Лёжа на куче лапника, Отсо громко храпел. От его подсыхающей шкуры влажно пахло, чуть тянуло лосиным помётом.
Косонен извлёк из кармана огрызок карандаша и блокнот в мягкой обложке. Полистал. Почти все страницы пустые. Слова ускользают, добыть их стало труднее, чем лося. Того беззаботного лосёнка, впрочем, они добыли легко. Взрослый лось не подпустил бы медведя и человека так близко.
Крепко сжимая карандаш, он рассыпал слова по первой пустой странице.
Он закрыл блокнот и едва не швырнул в огонь, но передумал, вернул в карман. Зачем разбрасываться хорошей бумагой? Да и последний рулон в нужнике вот-вот закончится.
— Косонен опять думать о словах, — проворчал медведь. — Косонен надо больше пить. Тогда слов не надо. Просто спать.
Косонен покосился на него.
— Умный, да? — Он постучал по арбалету. — Сам тогда стреляй лосей.
— Отсо хорошо вынюхивать. Косонен стрелять. Оба хорошо пить. — Отсо сладко зевнул, показав ряды жёлтых зубов. Потом перекатился на бок, тяжело и довольно вздохнул. — Скоро Отсо выпить ещё.
Вдруг медведь прав, и надо просто выпить? Поэты не нужны: там, наверху, на небе, уже написаны все стихи в мире. Там, небось, есть сады поэзии. А то и сам можешь стать словами.
Но что с того? Слова должны исходить от
Когда слова даются в руки.
Его ждали дела. Прошлой ночью белки почти взломали замок. Мерзкие твари. Дверь кладовой надо укрепить. Впрочем, до завтра потерпит.
Из тайника Отсо в снегу Косонен добыл бутылку водки и открывал её, когда с неба дождём пролилась Марья.
Дождь упал вдруг, холодный, как ведро воды на голову в сауне. Капли не достигли земли, а заплясали вокруг Косонена. На его глазах они изменили форму и слились в образ женщины: тонкие кости-веретёна, туманная плоть и мышцы. Точно скульптура из стекла. Небольшие груди — совершенные полусферы, между ног — равносторонний серебряный треугольник. И знакомое лицо: небольшой нос, высокие скулы и губы, за которыми прячется острый язычок.
Марья.
Отсо был уже рядом.
— Плохой запах, бога запах, — прорычал он. — Отсо кусать.
Женщина из дождя взглянула с любопытством.
— Отсо, — строго начал Косонен и сгрёб рукой шкуру на его шее, ощущая, как напружинились мощные мышцы. — Отсо — друг Косонена. Слушай Косонена. Не кусать. Спать.

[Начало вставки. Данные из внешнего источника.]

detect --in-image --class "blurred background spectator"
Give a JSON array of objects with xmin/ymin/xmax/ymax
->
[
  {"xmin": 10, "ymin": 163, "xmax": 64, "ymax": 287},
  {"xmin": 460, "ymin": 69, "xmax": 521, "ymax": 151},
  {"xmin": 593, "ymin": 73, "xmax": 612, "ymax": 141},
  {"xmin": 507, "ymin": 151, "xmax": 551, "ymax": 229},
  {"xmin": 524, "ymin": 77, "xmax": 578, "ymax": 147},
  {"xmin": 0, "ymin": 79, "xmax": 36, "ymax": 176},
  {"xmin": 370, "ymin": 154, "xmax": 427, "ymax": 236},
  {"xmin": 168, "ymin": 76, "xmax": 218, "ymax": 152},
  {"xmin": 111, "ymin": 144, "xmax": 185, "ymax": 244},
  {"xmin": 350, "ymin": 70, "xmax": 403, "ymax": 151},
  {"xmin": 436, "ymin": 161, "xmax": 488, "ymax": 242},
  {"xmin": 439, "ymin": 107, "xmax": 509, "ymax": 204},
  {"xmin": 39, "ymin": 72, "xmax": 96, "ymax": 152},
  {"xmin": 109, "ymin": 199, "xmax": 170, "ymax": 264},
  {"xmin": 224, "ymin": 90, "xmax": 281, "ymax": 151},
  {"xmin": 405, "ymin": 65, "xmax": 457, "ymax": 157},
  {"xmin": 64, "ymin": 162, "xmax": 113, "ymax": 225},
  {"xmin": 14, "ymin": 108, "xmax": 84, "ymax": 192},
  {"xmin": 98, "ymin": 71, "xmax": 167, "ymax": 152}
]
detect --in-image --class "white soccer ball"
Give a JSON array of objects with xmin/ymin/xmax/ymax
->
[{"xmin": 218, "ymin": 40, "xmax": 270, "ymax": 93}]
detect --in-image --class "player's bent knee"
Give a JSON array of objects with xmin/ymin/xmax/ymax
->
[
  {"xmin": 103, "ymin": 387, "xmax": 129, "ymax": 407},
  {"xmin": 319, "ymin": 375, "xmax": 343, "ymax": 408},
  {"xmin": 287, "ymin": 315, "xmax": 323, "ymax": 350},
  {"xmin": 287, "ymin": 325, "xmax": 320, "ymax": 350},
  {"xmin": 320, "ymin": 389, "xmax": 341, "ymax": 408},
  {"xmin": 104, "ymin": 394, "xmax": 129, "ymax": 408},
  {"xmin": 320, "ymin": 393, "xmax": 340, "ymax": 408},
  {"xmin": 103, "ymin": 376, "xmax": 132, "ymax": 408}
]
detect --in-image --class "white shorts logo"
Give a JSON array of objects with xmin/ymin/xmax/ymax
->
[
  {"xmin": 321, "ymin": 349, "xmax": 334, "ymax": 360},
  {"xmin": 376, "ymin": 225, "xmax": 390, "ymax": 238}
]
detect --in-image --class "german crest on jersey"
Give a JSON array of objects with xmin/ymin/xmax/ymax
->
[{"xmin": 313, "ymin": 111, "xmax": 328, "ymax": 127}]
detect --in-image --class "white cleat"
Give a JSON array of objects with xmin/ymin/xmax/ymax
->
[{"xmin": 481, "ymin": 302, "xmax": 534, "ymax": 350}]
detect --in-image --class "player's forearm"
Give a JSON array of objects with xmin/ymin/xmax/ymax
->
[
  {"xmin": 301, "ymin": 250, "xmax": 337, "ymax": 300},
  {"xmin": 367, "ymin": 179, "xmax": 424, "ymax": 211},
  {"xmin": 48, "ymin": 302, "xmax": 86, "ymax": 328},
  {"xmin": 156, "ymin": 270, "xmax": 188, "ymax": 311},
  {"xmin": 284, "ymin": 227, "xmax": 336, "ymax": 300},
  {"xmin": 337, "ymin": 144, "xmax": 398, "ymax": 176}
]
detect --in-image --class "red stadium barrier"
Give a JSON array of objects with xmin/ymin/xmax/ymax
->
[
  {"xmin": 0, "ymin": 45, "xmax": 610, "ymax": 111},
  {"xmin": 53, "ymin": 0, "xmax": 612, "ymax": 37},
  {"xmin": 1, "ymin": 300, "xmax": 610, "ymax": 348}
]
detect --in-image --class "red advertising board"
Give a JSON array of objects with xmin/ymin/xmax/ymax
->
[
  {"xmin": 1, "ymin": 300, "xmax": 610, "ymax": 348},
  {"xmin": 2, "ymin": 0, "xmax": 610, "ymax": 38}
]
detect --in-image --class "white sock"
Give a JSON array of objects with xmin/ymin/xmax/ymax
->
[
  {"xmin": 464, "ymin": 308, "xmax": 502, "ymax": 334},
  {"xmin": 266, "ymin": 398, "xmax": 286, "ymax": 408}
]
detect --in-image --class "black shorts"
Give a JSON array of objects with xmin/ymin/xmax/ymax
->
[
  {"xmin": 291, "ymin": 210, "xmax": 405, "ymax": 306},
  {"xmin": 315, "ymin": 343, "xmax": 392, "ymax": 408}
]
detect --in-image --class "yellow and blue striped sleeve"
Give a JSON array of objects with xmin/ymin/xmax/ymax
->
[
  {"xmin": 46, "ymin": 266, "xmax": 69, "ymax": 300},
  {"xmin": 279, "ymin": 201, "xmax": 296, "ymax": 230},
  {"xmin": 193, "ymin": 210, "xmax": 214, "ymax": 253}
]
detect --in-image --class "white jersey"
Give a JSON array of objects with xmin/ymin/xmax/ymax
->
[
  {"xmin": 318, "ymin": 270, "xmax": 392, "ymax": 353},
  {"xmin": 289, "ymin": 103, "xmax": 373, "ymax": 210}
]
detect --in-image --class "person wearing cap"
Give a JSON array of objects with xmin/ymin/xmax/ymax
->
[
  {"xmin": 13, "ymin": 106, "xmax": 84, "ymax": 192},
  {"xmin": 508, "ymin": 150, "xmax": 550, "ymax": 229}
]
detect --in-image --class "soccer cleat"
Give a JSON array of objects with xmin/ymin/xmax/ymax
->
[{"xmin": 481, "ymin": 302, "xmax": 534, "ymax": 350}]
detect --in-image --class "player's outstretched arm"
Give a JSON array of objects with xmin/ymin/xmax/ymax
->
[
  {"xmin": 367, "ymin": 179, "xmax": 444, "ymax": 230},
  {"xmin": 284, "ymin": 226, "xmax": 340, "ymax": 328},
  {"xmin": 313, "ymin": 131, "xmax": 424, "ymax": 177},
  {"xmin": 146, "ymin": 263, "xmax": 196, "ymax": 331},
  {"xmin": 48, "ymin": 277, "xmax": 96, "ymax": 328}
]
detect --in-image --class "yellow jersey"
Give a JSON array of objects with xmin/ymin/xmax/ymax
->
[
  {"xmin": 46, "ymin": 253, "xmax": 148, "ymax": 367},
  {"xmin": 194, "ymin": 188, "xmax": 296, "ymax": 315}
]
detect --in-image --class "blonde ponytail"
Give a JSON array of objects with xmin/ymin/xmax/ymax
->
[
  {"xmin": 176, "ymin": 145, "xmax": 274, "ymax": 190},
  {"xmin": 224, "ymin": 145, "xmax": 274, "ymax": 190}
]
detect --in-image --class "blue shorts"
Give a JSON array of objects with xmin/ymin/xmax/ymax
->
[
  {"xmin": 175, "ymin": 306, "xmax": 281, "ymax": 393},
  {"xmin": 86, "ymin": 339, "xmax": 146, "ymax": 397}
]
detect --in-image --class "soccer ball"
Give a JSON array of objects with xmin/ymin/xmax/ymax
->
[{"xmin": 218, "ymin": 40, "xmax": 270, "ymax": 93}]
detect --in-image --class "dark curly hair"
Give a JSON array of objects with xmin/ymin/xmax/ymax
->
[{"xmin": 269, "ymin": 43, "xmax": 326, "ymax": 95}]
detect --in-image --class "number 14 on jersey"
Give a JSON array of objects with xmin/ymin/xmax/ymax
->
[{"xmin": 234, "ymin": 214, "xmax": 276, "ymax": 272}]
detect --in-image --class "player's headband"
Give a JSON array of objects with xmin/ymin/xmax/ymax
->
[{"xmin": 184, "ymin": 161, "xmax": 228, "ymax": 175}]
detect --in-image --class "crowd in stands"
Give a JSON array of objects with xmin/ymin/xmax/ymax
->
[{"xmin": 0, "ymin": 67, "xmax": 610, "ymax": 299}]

Косонен будет говорить с богом.
Он воткнул бутылку водки в сугроб под носом медведя.
Тот обнюхал бутылку, поворошил лапой подтаявший снег.

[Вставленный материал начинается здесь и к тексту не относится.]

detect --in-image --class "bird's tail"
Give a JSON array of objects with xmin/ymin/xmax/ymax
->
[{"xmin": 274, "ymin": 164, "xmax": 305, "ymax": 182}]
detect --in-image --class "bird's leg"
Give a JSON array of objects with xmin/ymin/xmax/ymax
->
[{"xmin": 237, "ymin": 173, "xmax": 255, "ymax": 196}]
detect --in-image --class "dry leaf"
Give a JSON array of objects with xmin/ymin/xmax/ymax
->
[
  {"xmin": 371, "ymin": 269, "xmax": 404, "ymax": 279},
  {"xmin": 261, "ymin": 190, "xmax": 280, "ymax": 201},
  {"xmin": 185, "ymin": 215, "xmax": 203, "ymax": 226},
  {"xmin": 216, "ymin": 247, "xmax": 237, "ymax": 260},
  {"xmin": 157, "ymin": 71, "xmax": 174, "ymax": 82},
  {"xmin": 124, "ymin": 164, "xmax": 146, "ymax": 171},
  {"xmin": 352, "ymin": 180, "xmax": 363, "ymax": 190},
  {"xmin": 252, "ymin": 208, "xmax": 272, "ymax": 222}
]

— Отсо уходить, — решил наконец медведь. — Косонен кричать, если бог кусаться. Тогда Отсо приходить.
Он ловко подцепил бутылку пастью и косолапо уковылял в лес.

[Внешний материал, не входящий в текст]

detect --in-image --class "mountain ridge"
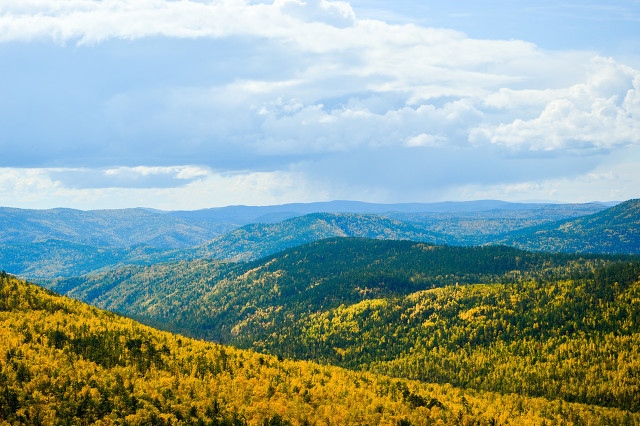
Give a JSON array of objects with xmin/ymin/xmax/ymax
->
[{"xmin": 493, "ymin": 198, "xmax": 640, "ymax": 254}]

— Привет, — сказала женщина из дождя.
— Привет, — осторожно отозвался Косонен. Настоящая ли она? Чумные боги хитры, им ничего не стоит выудить её образ из его памяти. Взглянув на невзведённый арбалет, он прикинул шансы: бриллиантовая богиня против потерявшего форму лесного поэта. Так себе.
— Твоему псу я не понравилась, — сказала предполагаемая Марья. Она села на бревно и помахала в воздухе мерцающими ногами. Вверх-вниз. Точь-в-точь как Марья всегда делала в сауне. Всё же настоящая, решил Косонен. В горле встал острый ком.
Косонен кашлянул.
— Он медведь, а не пёс. Пёс бы залаял. Отсо только кусает. Не обижайся, так уж он устроен. Подозрителен и ворчлив.
— Совсем как один мой знакомый.
— Я не подозрителен. — Косонен нагнулся и попытался оживить погасший огонь. — В лесу не хочешь, а научишься осторожности.
Марья огляделась.
— Я думала, мы лучше обеспечили оставшихся. А здесь как-то… первобытно.
— Да, гаджетов вы оставили будь здоров, — согласился Косонен. — Вот только чумы они не пережили. До арбалета, — он ткнул пальцем, — у меня было умное ружьё. Оно заразилось. Я убил его булыжником и утопил в болоте. Есть лыжи, есть кое-какие инструменты. И это, — он коснулся виска. — Пока хватает. Так что спасибо.
Он подложил тонких веточек под треугольник из брёвнышек, и через миг их лизали языки пламени. В чём в чём, а в лесных премудростях он за три года поднаторел. При мягком свете костра кожа Марьи казалась почти человеческой. Косонен снова сел на еловую постель Отсо. Помолчали.
— Вы-то как там сейчас? — спросил он. — В делах, в заботах?
Марья улыбнулась.
— Твоя жена выросла. Теперь она большая девочка. Даже не представляешь, насколько.